Colonel Charles Perry Stacey

O.C., O.BE., C.D., B.A., A.M., Ph.D., LL.D, D.Litt., D.Sc. Mil, F.R.S.C., 1906-1989

The first Director of the office that became the Directorate of History and Heritage was Charles Stacey.

Colonel Charles Perry Stacey was born at Toronto in 1906. He began his post-secondary education at the University of Toronto, where he received a B.A. in History in 1924. He earned a second Bachelor's degree from Oxford University in 1929 and a doctorate from Princeton University in 1933. He taught in the Department of History at Princeton from 1933 to 1940.

Colonel Stacey joined the Canadian Corps of Signals in 1924. In November, 1940, he was promoted to Major and appointed Historical Officer at the Canadian Military Headquarters in London, England. He came back to Canada in 1945, when he was appointed Director of the Historical Section of the General Staff.

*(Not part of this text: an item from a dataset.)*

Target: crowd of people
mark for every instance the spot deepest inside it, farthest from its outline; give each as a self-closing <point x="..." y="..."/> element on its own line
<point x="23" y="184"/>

Colonel Stacey was the Director until he retired from the Army in 1959. He taught at the University of Toronto from 1959 to 1975. In 1965 to1966, Stacey returned to the Department of National Defence to oversee the first year of the integrated Directorate of History.

A fine historical craftsman, exhaustive researcher, and elegant stylist, Colonel Stacey was Canada's top military historian for decades. He wrote four official Department of National Defence volumes on the Second World War, as well as several other books.

The Minister of National Defence said on Colonel Stacey's eightieth birthday that “history, in no small measure because of his years of achievements, continues to be a vital part of the Department of National Defence's commitment to Canada.”

Charles Perry Stacey passed away on November 17, 1989, in Toronto.